I define an embedding object with embeddings_constraint:

from tensorflow.keras.layers import Embedding
from tensorflow.keras.constraints import UnitNorm
. . .
emb = Embedding(input_dim, output_dim, name='embedding_name', embeddings_constraint=UnitNorm(axis=1))
. . .

Later on in the code, when I want to train my model which contains emb, I get an exception from the function model.fit:

RuntimeError: Cannot use a constraint function on a sparse variable.

When I don't impose the embeddings constraint on emb, however, the code does not throw an error. Moreover, I tried this with TF 1, and there it worked fine as well (with and without embeddings_constraint). According to a GitHub discussion, this appears to be TF 2 bug, though no working solution is proposed.

Any ideas how to solve this?

Belphegor
  • 4,456
  • 11
  • 34
  • 59

2 Answers2

2

A workaround for this issue is to call directly the constraint like this:

from tensorflow.keras.layers import Embedding
from tensorflow.keras.constraints import UnitNorm
. . .
emb = Embedding(input_dim, output_dim, name='embedding_name')
norm_layer = UnitNorm(axis=1)
norm_embedding = norm_layer(emb(embedding_id_input))
. . .
0

I hit this also, added to the tensorflow github issue, tried it in tf 2.7 and tf-nightly, still saw bug, so made new keras issue: https://github.com/keras-team/keras/issues/15818.

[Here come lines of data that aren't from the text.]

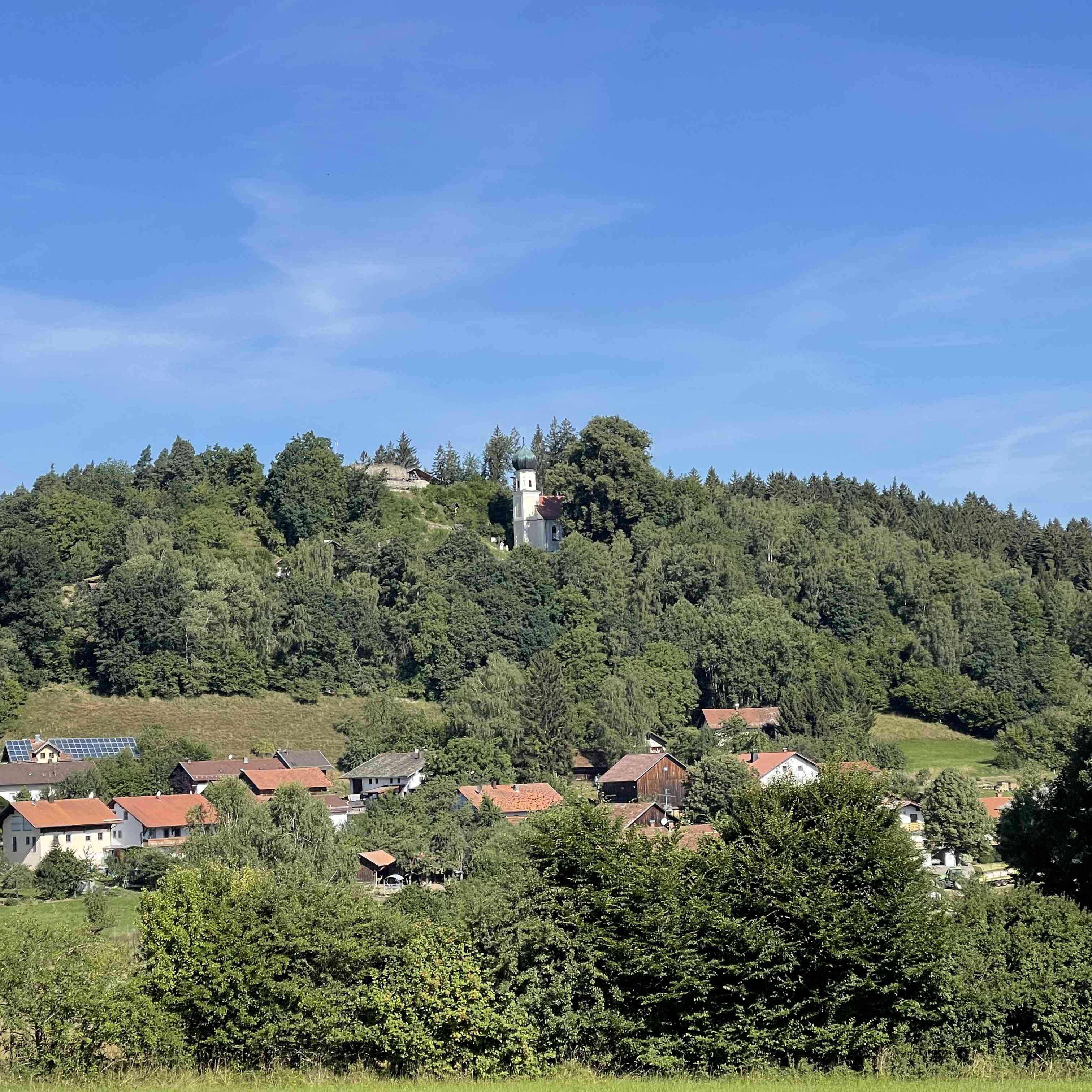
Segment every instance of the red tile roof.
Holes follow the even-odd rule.
[[[201,808],[205,822],[216,821],[216,809],[194,793],[171,796],[115,796],[112,804],[120,804],[145,827],[185,827],[186,817]]]
[[[559,520],[565,514],[565,497],[539,497],[538,513],[544,520]]]
[[[12,800],[14,808],[37,830],[67,827],[107,827],[121,820],[98,797],[78,800]]]
[[[214,758],[207,762],[179,762],[191,781],[219,781],[238,778],[244,770],[283,770],[276,758]]]
[[[655,800],[632,800],[629,804],[609,804],[607,807],[616,819],[621,819],[624,829],[658,826],[666,814]]]
[[[1011,796],[980,796],[982,806],[986,809],[986,815],[990,819],[997,819],[1000,814],[1012,803]]]
[[[629,782],[637,781],[643,778],[657,762],[665,762],[670,760],[677,765],[686,767],[677,758],[668,755],[667,751],[654,751],[653,753],[643,755],[622,755],[620,759],[602,778],[600,778],[600,784],[614,784],[616,782]]]
[[[815,765],[806,755],[802,755],[799,751],[759,751],[758,757],[752,762],[751,752],[745,751],[743,755],[737,755],[737,759],[743,762],[748,769],[753,770],[760,778],[764,778],[768,773],[776,770],[782,762],[791,758],[803,758],[805,762],[810,765]]]
[[[462,785],[460,795],[480,809],[483,798],[492,800],[503,815],[521,811],[545,811],[561,803],[561,794],[544,781],[526,785]]]
[[[725,721],[738,716],[752,728],[781,723],[781,710],[776,705],[746,705],[741,709],[703,709],[701,715],[711,728],[719,728]]]
[[[280,765],[280,764],[278,764]],[[305,788],[329,788],[330,779],[313,765],[297,765],[292,770],[244,770],[239,776],[260,793],[272,793],[281,785],[299,783]]]
[[[365,850],[360,853],[360,864],[372,868],[387,868],[394,864],[394,858],[385,850]]]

The workaround won't address all use cases - it constrains the embedding activity as opposed to the entire embedding matrix. I do have a workaround using keras callbacks - but I found it slowed down training - I believe the callback is working with numpy arrays that don't get to live on the GPU - but if useful, here is the approach

import numpy as np
import tensorflow as tf


class ConstrainEmbeddings(tf.keras.callbacks.Callback):
    def __init__(self, min_norm, emb, eps=1e-9):
        super(ConstrainEmbeddings, self).__init__()
        self.min_norm = min_norm
        self.emb = emb
        self.eps = eps

    def on_batch_begin(self, *args, **kwargs):
        W = self.emb.get_weights()[0]
        norms = tf.maximum(self.eps, tf.norm(W, axis=1))
        delta = tf.expand_dims(tf.math.divide(self.min_norm, norms) - 1.0, 1)
        deltaW = tf.math.multiply(W, delta)
        constrainedW = W + tf.expand_dims(tf.cast(norms < self.min_norm, dtype=tf.float32), 1) * deltaW
        self.emb.set_weights([constrainedW])

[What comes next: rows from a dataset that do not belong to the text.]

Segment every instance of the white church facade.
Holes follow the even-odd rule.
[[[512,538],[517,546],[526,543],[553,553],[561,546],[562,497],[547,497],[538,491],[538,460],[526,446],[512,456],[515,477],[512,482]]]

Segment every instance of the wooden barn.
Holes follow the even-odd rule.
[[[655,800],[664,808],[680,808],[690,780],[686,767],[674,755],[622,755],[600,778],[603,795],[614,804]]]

def constrain_embeddings(use_keras):
    N = 10
    batch_size = 5
    data = {
        'X': np.random.randint(0, 10, N),
        'Y': np.random.randint(0, 2, N)
    }

    def get_labels(features):
        labels = features.pop('Y')
        return features, labels

    dset = tf.data.Dataset.from_tensor_slices(data).map(get_labels).batch(batch_size)

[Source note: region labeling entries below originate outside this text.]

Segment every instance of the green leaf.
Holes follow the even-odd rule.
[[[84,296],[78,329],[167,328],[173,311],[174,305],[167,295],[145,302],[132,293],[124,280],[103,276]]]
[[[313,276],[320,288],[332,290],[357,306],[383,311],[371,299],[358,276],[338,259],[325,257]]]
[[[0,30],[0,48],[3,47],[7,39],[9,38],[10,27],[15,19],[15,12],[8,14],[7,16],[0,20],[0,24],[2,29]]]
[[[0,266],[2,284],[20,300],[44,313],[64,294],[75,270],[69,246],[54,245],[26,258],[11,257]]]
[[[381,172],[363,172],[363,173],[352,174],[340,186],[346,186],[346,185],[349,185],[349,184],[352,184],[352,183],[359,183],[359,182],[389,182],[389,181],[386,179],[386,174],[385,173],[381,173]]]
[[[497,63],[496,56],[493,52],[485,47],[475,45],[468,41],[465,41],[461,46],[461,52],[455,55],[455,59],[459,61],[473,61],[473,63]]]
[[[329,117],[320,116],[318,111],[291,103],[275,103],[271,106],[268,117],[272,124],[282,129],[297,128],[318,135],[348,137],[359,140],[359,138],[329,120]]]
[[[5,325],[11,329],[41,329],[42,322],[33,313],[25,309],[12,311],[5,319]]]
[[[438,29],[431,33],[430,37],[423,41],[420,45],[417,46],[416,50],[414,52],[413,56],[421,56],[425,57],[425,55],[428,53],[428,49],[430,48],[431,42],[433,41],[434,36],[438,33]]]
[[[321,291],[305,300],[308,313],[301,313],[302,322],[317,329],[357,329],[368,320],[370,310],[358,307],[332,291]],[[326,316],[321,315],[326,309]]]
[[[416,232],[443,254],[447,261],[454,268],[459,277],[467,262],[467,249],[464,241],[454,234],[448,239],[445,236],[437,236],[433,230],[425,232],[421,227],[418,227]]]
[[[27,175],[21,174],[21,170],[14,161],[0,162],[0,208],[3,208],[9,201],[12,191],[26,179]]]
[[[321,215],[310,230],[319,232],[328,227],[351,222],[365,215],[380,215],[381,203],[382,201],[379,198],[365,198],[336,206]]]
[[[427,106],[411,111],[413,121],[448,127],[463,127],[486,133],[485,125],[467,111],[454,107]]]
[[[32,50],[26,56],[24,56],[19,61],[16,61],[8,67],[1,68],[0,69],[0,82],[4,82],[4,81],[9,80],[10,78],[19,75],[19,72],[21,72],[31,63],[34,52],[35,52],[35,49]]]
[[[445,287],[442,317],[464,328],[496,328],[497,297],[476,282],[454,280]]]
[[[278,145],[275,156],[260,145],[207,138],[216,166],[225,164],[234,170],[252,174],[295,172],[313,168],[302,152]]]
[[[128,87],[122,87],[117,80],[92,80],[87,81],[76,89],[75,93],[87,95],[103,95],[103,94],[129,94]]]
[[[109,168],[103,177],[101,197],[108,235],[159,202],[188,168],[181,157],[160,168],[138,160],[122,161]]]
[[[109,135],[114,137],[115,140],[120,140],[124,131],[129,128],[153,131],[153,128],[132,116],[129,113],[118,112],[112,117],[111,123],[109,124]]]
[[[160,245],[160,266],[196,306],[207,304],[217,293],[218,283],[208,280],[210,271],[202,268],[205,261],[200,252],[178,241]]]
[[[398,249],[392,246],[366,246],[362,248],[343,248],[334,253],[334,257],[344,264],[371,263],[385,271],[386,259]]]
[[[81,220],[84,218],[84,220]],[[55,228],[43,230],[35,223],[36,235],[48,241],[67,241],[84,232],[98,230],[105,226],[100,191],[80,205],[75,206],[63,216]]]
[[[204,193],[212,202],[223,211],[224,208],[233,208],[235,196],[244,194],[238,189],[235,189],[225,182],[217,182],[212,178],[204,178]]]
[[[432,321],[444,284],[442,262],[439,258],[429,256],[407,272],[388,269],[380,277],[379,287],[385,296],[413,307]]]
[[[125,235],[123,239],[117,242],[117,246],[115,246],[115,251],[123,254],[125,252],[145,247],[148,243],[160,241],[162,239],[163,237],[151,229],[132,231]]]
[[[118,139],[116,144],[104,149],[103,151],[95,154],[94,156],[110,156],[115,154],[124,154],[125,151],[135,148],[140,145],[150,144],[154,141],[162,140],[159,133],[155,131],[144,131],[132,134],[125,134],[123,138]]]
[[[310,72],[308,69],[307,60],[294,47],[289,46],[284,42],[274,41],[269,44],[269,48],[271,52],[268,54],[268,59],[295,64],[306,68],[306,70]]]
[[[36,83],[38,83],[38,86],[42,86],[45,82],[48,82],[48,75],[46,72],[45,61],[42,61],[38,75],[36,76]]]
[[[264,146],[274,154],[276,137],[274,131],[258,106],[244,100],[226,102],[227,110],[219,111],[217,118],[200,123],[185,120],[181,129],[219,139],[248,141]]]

    inp = tf.keras.Input(shape=(1,), name='X', dtype='int64')
    constraint = tf.keras.constraints.MaxNorm(max_value=0.1) if use_keras else None

    emb = tf.keras.layers.Embedding(
        10, 3, input_length=1,
        embeddings_initializer=tf.keras.initializers.RandomUniform(minval=-1.0, maxval=1.0),
        embeddings_constraint=constraint
    )
    emb_out = emb(inp)
    out = tf.keras.layers.Dense(1)(emb_out)
    model = tf.keras.Model(inputs=inp, outputs=out)
    model.compile(optimizer='adam', loss=tf.keras.losses.binary_crossentropy)
    callbacks = [ConstrainEmbeddings(.3, emb)] if not use_keras else []
    model.fit(dset, epochs=10, callbacks=callbacks)


if __name__ == '__main__':
    print("tensorflow git version: ", tf.version.GIT_VERSION)
    constrain_embeddings(use_keras=False)
MrCartoonology
  • 1,997
  • 4
  • 22
  • 38